Open In Colab   Open in Kaggle

Tutorial 2: What is an Extreme Event? Empirical Return Levels#

Week 2, Day 4, Extremes & Variability

Content creators: Matthias Aengenheyster, Joeri Reinders

Content reviewers: Younkap Nina Duplex, Sloane Garelick, Paul Heubel, Zahra Khodakaramimaghsoud, Peter Ohue, Laura Paccini, Jenna Pearson, Agustina Pesce, Derick Temfack, Peizhen Yang, Cheng Zhang, Chi Zhang, Ohad Zivan

Content editors: Paul Heubel, Jenna Pearson, Chi Zhang, Ohad Zivan

Production editors: Wesley Banfield, Paul Heubel, Jenna Pearson, Chi Zhang, Ohad Zivan

Our 2024 Sponsors: NFDI4Earth, CMIP

Tutorial Objectives#

Estimated timing of tutorial: 30 minutes

In this second tutorial, you will calculate the precipitation levels associated with the 50, 100, and 500-year events using the empirical method.

By the end of this tutorial, you will have the ability to:

  • Calculate empirical return levels.

  • Visualize a data record using a return level plot.

  • Estimate the uncertainty qualitatively via bootstrapping.

Setup#

# imports
import numpy as np
import matplotlib.pyplot as plt
import pandas as pd
import os
import pooch
import tempfile
from scipy import stats

Figure Settings#

Hide code cell source
# @title Figure Settings
import ipywidgets as widgets  # interactive display

%config InlineBackend.figure_format = 'retina'
plt.style.use(
    "https://raw.githubusercontent.com/neuromatch/climate-course-content/main/cma.mplstyle"
)

Helper functions#

Hide code cell source
# @title Helper functions


def pooch_load(filelocation=None, filename=None, processor=None):
    shared_location = "/home/jovyan/shared/Data/tutorials/W2D4_ClimateResponse-Extremes&Variability"  # this is different for each day
    user_temp_cache = tempfile.gettempdir()

    if os.path.exists(os.path.join(shared_location, filename)):
        file = os.path.join(shared_location, filename)
    else:
        file = pooch.retrieve(
            filelocation,
            known_hash=None,
            fname=os.path.join(user_temp_cache, filename),
            processor=processor,
        )

    return file

Video 1: What is an Extreme Event?#

Section 1: Calculating Return Levels#

The 100-year event represents a precipitation level that is expected to occur only once every 100 years, indicating an event with a 1% chance of occurring in any given year. Similarly, the 2-year event has a 50% chance of occurring annually. These return periods, as they are commonly referred to, play a crucial role in policymaking and infrastructure design. For instance, bridges are constructed to withstand 100-year flood events, evacuation plans are tailored for 50-year earthquakes, and nuclear power plants are engineered to withstand 10,000-year storms.
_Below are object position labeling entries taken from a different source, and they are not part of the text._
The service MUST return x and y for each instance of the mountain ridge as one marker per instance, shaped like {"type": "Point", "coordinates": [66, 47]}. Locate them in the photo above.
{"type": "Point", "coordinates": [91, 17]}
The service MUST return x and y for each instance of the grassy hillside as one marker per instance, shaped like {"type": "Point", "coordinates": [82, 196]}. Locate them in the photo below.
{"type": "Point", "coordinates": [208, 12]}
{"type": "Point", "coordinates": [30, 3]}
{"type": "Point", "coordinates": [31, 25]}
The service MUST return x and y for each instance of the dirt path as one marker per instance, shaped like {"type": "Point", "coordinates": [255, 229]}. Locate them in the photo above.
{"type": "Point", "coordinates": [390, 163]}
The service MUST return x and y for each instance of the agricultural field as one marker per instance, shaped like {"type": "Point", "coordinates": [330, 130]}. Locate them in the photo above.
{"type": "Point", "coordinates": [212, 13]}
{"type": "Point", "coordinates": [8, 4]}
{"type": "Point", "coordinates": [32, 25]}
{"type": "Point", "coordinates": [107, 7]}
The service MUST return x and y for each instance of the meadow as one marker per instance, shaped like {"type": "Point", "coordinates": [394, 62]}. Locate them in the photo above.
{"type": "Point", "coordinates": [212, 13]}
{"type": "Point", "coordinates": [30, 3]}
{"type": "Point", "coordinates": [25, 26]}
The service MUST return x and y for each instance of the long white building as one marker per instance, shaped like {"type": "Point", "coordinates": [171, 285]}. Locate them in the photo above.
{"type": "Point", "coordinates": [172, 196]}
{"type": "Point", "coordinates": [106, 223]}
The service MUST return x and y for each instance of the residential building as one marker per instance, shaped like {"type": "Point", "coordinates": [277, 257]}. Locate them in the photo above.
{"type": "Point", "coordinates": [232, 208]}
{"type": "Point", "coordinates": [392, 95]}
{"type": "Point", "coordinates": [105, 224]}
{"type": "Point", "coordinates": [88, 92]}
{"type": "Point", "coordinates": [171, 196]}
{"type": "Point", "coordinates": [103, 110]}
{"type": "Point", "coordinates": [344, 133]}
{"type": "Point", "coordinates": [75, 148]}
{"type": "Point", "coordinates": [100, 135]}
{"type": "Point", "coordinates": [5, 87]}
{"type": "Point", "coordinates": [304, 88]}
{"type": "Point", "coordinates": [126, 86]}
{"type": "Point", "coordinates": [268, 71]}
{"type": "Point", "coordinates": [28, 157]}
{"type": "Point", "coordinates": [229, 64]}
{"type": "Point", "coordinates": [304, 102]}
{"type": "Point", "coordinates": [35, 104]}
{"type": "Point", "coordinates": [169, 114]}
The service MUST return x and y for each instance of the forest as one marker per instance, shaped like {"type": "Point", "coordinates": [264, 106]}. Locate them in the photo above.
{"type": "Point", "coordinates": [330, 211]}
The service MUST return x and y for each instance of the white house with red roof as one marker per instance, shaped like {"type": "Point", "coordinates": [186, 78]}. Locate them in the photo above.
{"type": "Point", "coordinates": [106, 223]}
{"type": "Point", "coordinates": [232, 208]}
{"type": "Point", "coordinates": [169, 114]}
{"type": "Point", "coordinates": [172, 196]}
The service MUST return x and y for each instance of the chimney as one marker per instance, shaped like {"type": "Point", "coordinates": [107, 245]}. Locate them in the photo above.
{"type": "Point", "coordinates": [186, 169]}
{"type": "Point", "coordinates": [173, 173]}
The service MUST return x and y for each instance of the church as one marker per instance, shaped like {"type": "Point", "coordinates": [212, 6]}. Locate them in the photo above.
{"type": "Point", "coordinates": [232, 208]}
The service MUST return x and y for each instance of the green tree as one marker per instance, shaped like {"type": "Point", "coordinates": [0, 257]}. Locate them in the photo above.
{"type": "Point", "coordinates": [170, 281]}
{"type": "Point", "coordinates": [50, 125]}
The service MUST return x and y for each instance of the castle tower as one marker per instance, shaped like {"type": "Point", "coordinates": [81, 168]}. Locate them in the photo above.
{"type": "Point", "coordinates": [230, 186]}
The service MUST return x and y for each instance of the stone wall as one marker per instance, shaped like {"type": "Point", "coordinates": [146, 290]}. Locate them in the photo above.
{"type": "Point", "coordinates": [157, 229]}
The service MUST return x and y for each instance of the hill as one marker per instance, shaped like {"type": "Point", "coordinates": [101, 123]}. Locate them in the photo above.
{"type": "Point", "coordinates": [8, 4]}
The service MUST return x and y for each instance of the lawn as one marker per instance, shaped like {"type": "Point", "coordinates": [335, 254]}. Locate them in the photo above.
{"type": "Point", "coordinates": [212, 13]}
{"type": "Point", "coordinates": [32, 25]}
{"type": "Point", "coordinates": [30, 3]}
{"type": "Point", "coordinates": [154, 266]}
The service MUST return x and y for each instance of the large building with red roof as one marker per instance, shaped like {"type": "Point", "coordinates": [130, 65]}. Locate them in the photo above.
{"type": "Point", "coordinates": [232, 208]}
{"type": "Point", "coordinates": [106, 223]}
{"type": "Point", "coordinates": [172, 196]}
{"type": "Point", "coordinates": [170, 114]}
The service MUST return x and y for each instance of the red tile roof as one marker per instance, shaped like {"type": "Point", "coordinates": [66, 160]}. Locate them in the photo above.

To determine the return levels associated with a specific return period, there are two approaches: empirical calculation and the use of probability density functions (PDF) within a distribution. In this tutorial, we will first focus on the empirical method.

First download and open the precipitation record in Germany (from the last tutorial) and plot it over time:

# download file: 'precipitationGermany_1920-2022.csv'
filename_precipitationGermany = "precipitationGermany_1920-2022.csv"
url_precipitationGermany = "https://osf.io/xs7h6/download"
data = pd.read_csv(
    pooch_load(url_precipitationGermany, filename_precipitationGermany), index_col=0
).set_index("years")
data.columns = ["precipitation"]
precipitation = data.precipitation
precipitation.plot.line(
    style=".-", xlabel="Time (years)", ylabel="Annual Maximum Daily Precipitation \n(mm/day)",grid=True
)
<Axes: xlabel='Time (years)', ylabel='Annual Maximum Daily Precipitation \n(mm/day)'>
../../../_images/09ac013e3813ac11507ffa2c6ea9c4cb7b75b12512affbfa3b909c443b4463c1.png
Click here for a description of the plot A time series of the annual maximum daily precipitation in millimeters per day per year. The data ranges from approximately 16 mm/day in the 1920s to almost 70 mm/day around 1970. About four peaks show unusual events of extreme precipitation (in 1924, 1968, 1982, and 2021). Moreover, a positive trend over time seems to be visible.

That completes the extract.